Table 4.8 Examples of textbooks that MWEs appear

(5) Many of the high frequency MWEs are classifier phrases. In Table 4.7, 16 out of the 50 MWEs are classifier phrases (shown in Table 4.9) accounting for 32%, which indicates that classifier phrases have an advantage of recurrences in the all the textbooks. However, the distribution of these classifier phrases in the textbooks is relatively concentrated. Except that yī jù huà ‘a sentence’ is distributed in 13 volumes, all others are distributed in less than 10 volumes. yī zhǎn dēng ‘a lamp’ even appear in only 2 volumes. yī jié kè ‘a lesson’ and yī zhī gǒu ‘a dog’ appear only in 4 volumes respectively.

Table 4.9 16 classifier phrases (chosen from Table 4.7)
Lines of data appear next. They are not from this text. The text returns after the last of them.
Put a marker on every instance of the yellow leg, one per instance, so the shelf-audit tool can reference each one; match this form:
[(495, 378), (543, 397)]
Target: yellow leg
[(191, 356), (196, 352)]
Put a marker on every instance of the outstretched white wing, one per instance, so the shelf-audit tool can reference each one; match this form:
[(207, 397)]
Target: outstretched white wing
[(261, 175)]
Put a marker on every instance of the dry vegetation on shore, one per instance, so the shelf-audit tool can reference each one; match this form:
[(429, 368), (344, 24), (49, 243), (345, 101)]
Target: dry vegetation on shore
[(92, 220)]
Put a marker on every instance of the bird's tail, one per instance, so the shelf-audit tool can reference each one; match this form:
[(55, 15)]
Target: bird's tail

4.4.4 Enlightenments to Teaching from the Distribution of MWEs

The distribution of MWEs has the following enlightenments to teaching. (1) The main categories of MWEs are high frequency collocations, set phrases and classifier phrases, which require sufficient presentation of them in textbooks. In teaching, students can be consciously encouraged to expand their learning of them in order to improve their Chinese language proficiency. (2) MWEs need to be studied step by step. The proportion of MWEs whose categories are polite formulas and classifier phrases generally decreases from the elementary level to the advanced level in each set of textbooks, while the proportion of MWEs whose categories are high frequency collocations and set phrases increases gradually. The proportion of other categories of MWEs doesn’t show significant trend of rise or fall. Therefore, we can see that the elementary level textbooks focus more on the study of polite formulas and classifier phrases; with the improvement of proficiency level, the focus of study should gradually shift to high frequency collocations and set phrases. (3) The distribution of MWEs with high frequency in textbooks has the characteristics of intensiveness. Such concentrated distribution is greatly affected by the content of certain lesson, which is likely to make some MWEs appear collectively in the same lessons. This issue requires textbook editors to pay attention to the adjustment toward the distribution of MWEs and their repetition, so as to ensure learners to have a sufficient and balanced input.